Fred folded his hands together and shrugged. “I know you hate him, but don’t stand there and try to act like you’re above his tactics. You’re no saint.”
“I wouldn’t have to stand here and act like I’m above anything if you’d let me move the damn furniture.”
Fred waved his hands and me and groaned. “Move it already. I was just trying to make a point.” He sagged back onto the couch. “It’s not easy being the only one bringing in any money. You need to get a job, and soon. Mr. Abraxas is grumpy enough when we pay on time.”
I grunted as I turned the chair, and collapsed into it. Arguing with Fred was far from constructive. He wasn’t exactly a friend, but he was more than an acquaintance.
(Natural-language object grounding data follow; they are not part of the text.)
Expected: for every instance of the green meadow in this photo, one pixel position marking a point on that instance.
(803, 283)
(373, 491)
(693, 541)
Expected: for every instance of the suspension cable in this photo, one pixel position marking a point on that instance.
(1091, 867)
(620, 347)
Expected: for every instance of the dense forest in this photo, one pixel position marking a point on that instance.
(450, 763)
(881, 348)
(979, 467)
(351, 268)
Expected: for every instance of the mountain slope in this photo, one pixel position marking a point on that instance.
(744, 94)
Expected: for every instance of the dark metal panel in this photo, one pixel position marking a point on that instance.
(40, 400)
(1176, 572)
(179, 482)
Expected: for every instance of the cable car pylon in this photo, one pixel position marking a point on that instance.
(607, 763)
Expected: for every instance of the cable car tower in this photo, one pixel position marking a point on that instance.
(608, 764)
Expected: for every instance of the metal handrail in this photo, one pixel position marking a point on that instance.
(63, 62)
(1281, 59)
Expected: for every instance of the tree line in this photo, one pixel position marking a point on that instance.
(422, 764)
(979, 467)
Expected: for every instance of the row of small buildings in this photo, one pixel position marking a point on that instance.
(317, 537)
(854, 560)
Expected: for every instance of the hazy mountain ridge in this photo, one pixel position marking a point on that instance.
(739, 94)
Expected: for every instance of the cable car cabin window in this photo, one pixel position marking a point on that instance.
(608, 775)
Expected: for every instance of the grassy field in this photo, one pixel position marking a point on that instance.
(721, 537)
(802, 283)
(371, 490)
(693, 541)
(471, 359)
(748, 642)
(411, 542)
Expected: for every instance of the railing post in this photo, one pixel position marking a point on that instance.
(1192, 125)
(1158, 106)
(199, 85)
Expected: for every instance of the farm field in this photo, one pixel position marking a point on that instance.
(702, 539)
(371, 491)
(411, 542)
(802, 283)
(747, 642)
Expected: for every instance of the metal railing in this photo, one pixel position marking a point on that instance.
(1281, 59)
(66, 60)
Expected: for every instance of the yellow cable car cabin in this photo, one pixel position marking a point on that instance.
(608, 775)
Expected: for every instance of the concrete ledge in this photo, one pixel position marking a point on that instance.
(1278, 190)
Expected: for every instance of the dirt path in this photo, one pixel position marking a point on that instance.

He dated regularly, which was problematic for me since I couldn’t afford a place on my own. Many of his girlfriends didn’t like me hanging around – I think the term leech was the most often used term when describing yours truly – and would often give him some not-so-subtle advice to kick me out. But I’d done Fred a pretty huge favor a few months back, and if there was one monkey that was too strong to be bucked from his back, it was a monkey named Guilt.
“I’ll get some work. Don’t worry. I’m due.”
He tilted his segmented head toward me. “Is the Network looking for anyone to help out?”
“No,” I replied, perhaps too quickly considering the way Fred flinched. “They wouldn’t hire me anyway. Too many of the powers-that-be are pretty sure that I’m more enemy than ally.” I sighed. “I’ve got a few contacts that could probably use me. I just have to muster the feigned excitement at meeting up with them.”
“The Handsome?” he said, sounding nervous.
“Bite your tongue.”
Fred sighed. “Look, Arch, I wasn’t going to bring this up. I know how you feel about my job. But if the doc is looking for anyone else at the lab, I can ask. I doubt it’s anything primo, but…”
“Are you nuts?” I said, throwing my hands up in the air. “Look, maybe you like your line of work, Fred, but yesterday you were just a homely guy with a badly shaven beard. Today, your head’s an advertisement for a bug spray. I’d kind of like to keep my genes consistent, if it’s all the same.”
Fred sat silently for a moment. I thought about apologizing, but then he spoke.
“My beard looked bad?”
I shook my head. “I’m gonna go make some phone calls.” I’ve been holding this off for too long, and now I’ve only got one person that might be willing to toss me some scraps. And I hate that feathered son of a bitch.